Structures in the framework of the project

Structures in the framework of the project
Prev	Chapter 1. Environments	Next

The project of annotation of Czech texts in the PDT covers three levels: morphological, analytical and tectogrammatical.

Annotation at all of the levels is based on Czech texts having a SGML format (CSTS DTD), which is the basic format of the Czech National Corpus (ČNK). Most of the texts have been taken directly from ČNK. The Czech texts are already divided into separate words (word-forms), sentences and paragraphs in this format. Punctuation is explicitly marked and graphic information from the original text has been preserved wherever possible. Numbers in numerical form are also marked and decimals are normalized.

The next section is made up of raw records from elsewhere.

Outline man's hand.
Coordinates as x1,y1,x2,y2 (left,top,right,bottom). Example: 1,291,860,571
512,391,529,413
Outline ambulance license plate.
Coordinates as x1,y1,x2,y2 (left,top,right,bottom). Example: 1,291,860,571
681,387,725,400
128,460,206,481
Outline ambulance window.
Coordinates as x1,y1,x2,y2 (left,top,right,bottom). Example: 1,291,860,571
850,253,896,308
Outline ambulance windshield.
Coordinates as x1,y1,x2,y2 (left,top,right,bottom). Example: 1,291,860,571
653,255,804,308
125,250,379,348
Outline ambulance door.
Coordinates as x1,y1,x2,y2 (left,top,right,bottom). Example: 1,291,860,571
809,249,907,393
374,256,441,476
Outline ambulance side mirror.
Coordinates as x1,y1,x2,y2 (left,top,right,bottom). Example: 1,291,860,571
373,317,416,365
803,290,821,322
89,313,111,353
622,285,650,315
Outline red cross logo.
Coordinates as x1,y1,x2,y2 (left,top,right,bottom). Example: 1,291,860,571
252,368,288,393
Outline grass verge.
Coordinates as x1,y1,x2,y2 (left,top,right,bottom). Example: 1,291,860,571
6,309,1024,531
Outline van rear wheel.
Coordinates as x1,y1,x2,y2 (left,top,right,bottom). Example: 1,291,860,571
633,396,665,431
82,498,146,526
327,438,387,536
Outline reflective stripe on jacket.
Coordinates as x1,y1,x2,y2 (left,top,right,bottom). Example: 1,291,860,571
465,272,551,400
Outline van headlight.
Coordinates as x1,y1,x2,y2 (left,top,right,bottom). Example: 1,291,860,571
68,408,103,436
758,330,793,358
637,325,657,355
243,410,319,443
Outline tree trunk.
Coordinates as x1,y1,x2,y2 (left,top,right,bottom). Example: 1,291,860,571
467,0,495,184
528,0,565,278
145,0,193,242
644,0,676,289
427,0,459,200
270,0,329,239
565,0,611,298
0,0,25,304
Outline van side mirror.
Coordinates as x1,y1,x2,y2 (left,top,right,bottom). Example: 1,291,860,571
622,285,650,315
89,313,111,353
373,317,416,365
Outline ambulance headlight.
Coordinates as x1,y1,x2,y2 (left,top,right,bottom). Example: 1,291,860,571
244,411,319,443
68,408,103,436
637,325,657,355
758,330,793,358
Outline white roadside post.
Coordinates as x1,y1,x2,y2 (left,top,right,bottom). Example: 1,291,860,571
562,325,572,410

Texts chosen at random (in continuous samples) from the texts of ČNK are used for annotations at all levels.

Morphological level

The annotation (tagging) at the morphological level is linear. To each original word-form (name of the attribute: origf, SGML, attribute <w>) in the text, three attributes are assigned; namely word-form, lemma and tag. Tagging is manual with the aid of a full-screen program sgd working in the environment of Linux (which, however, can be carried on through the mediation of some remote means, e.g. from DOS). We are using also a MS Windows program called DA, which is compatible with sgd at the data level and which is very close also on the GUI level. Both programs require a preliminary morphological treatment of the original text, i.e., each word-form from it is supposed to be accompanied by a list of all possible lemmas and of their (possible) morphological categories. This assignment is done automatically on the basis of an electronic dictionary (at present the vocabulary covers some 98-99% of current newspaper or magazine texts, including names). The remaining word-forms are supplied by manual tagging. Typing errors are kept in the attribute origf; however, they are corrected (manually) and treated in the attribute form.

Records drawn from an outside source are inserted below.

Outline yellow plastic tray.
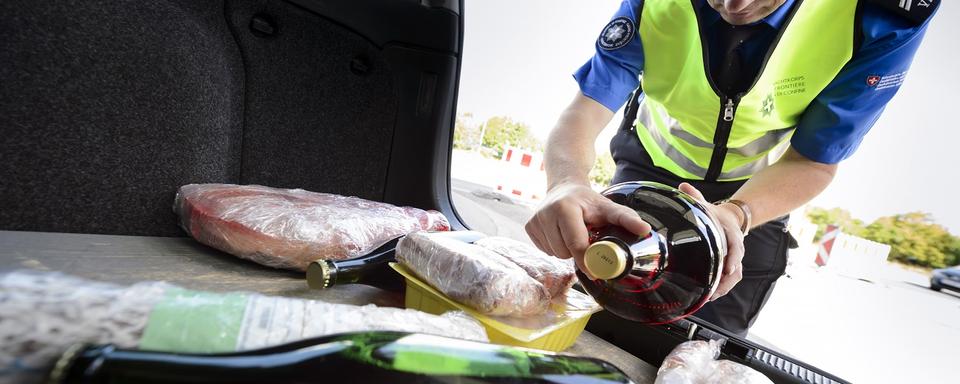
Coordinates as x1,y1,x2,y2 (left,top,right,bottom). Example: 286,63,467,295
390,263,601,352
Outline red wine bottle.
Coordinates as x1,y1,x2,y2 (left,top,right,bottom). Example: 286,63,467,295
47,332,630,384
577,182,726,324
307,231,486,291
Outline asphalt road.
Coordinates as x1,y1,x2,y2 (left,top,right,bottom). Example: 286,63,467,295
451,179,535,242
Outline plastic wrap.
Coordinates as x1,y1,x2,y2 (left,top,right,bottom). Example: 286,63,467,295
654,340,773,384
396,232,550,316
474,236,576,297
0,271,487,383
174,184,450,270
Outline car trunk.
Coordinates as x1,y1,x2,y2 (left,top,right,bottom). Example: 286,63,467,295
0,0,840,382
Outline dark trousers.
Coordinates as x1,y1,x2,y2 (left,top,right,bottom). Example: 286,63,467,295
610,127,791,337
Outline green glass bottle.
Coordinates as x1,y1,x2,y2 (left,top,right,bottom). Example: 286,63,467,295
48,332,631,384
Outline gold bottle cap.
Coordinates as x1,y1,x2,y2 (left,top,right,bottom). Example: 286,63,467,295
583,240,627,280
307,260,338,289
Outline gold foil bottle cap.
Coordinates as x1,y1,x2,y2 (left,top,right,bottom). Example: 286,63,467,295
583,240,627,280
307,260,331,289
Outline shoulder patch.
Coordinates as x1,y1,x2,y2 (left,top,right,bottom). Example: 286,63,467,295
866,0,940,25
597,16,637,51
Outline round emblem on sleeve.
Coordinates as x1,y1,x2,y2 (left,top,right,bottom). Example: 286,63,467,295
597,16,637,51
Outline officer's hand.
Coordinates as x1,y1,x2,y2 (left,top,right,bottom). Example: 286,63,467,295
680,183,743,301
526,183,650,278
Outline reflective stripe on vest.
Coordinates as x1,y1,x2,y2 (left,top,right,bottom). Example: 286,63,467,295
636,97,793,180
636,0,857,181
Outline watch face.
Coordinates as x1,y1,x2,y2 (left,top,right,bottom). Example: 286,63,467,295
597,16,637,51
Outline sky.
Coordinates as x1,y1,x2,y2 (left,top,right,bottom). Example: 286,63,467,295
457,0,960,235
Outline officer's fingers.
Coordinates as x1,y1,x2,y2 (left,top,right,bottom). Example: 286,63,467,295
537,212,571,259
557,206,590,258
523,215,553,255
679,183,707,203
559,208,593,279
723,228,744,275
600,201,650,236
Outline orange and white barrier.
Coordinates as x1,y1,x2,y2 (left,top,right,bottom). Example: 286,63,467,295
814,224,840,267
497,147,547,200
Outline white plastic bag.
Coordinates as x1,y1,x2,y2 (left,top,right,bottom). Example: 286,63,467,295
654,340,773,384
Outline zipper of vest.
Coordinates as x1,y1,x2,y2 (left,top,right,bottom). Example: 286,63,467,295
704,93,743,181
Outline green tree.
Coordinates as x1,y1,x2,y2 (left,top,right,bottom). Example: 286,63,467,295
807,207,864,241
453,112,480,150
862,212,960,268
589,152,617,186
480,116,543,157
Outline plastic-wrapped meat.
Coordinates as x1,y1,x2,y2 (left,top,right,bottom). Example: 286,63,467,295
397,232,550,316
654,340,773,384
474,236,576,297
174,184,450,270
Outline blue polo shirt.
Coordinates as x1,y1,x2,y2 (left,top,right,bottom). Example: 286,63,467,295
574,0,929,164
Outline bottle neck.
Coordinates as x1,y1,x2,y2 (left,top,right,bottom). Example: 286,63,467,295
49,341,360,384
585,227,667,280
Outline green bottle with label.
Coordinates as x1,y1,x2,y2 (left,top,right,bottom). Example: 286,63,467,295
48,332,630,384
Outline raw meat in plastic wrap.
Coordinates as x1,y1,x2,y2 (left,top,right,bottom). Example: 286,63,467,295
174,184,450,270
654,340,773,384
396,232,550,316
0,271,487,383
474,236,576,297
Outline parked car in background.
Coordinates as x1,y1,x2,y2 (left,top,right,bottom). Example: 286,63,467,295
930,265,960,292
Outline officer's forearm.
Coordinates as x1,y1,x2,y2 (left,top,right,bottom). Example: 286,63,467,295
725,148,837,226
545,92,613,191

Morphological tagging with the aid of the program sgd (or DA) can be performed prior to annotation at the analytical level, but also after this has been accomplished, or in parallel. Both input and output data for the morphological annotation programs are in the SGML format according to the CSTS DTD. The volume of texts tagged at the morphological level is about 1.8 million tokens.

Word-form (attribute `form`, SGML attribute <f>)

In most of the cases the word-form is identical with the original word-form as it has been found in the original text including the use of lower and/or upper case letters. Exceptions occur only in case the original word-form represents

a number containing a decimal point
the words aby, kdyby (to, in order to, so that, if) (denoting purpose, condition)
a compact (contracted) form of a preposition linked with a pronoun (e.g., naň, proň, zaň, oč, zač)
a word with an -s added to indicate 2^nd person singular of the verb být (to be) (e.g., tys, ses, udělals)
a typing error

In these cases the form (form) is derived from the original word-form (origf) in the following way:

origf	# of `form` attr.	1^st or the only form	2^nd form
number with a decimal point	1	number with a decimal point
form of the word aby/kdyby	2	aby/kdyby	conditional by in corresponding form (e.g., bychom)
preposition with a pronoun	2	preposition	pronoun in the corresp. (long) form (e.g. naň -> na + něj)
word with an -s	2	word without -s	jsi
typing error	1	corrected form
typing error with contracted forms	2	see line 2 - 4 corrected	see line 2 - 4 corrected form

Lemma (`lemma`, SGML attribute <l>)

The lemma unequivocally identifies a word as a lexical unit. It is represented by a string of letters and signs which in most of the cases corresponds to the so-called dictionary form of the word, or, to put it differently, to the word-form under which the word usually figures in dictionaries.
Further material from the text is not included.